I am trying to solve this using a geometric series. Pretty much the question goes like this: We roll a pair of fair dice repeatedly and independently and stop as soon as the sum of the dice is equal to 7.
My random variable is: $X =$ the number of times we roll.
To calculate the expected value of time we will roll I do somehting like this:
$$E(X) = X_1P_1+X_2P_2+X_3P_3+...+X_nP_n$$
The probability or rolling a 7 using 2 dice is $\frac 6 {36}=\frac1 6$ so then,
$$E(X)=1*\frac 1 6+2*\frac 1 6+3*\frac 1 6+...+n*\frac 1 6$$
Not to sure about this:
$$E(X)=\frac 1 6 \sum_{n=1}^{\infty} n*\frac 1 6$$
And if this is the correct sequence what can I do with it next?

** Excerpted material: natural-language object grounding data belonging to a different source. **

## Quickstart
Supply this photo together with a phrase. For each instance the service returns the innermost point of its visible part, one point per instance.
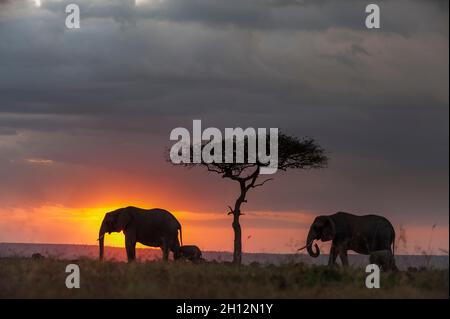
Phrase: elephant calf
(190, 252)
(384, 259)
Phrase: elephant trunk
(101, 241)
(309, 241)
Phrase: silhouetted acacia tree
(293, 153)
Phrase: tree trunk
(237, 253)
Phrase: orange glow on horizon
(210, 231)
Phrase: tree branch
(262, 183)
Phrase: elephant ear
(328, 229)
(123, 219)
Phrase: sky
(85, 115)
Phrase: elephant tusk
(310, 243)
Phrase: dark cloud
(113, 90)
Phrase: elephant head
(322, 228)
(114, 221)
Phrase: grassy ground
(45, 278)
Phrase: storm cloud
(106, 97)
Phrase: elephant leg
(343, 256)
(176, 248)
(333, 255)
(130, 246)
(165, 249)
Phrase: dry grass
(45, 278)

No, the probability that it takes you one turn (meaning you roll the pair of dice) is $\frac{6}{36}$. The probability that you take two turns (roll the pair once and fail, roll the pair again and succeed), that is $\frac{30}{36}\cdot\frac{6}{36}$. Thus, you succeed on $k$th roll is $$P(X = k) = \left(\frac{30}{36}\right)^{k-1}\left(\frac{6}{36}\right).\tag{$\star$}$$ Then, calculating the expectation would be $$E[X] = \sum_{k=1}^\infty kP(X = k).$$ You can proceed like this, or you can notice (as $(\star)$ suggests) that $$X\sim\text{Geom}(p = 6/36)$$ over $\{1,2,\dotsc\}$. Therefore $$E[X] = \frac{1}{p} = \frac{36}{6} = 6.$$ You can check your method against this.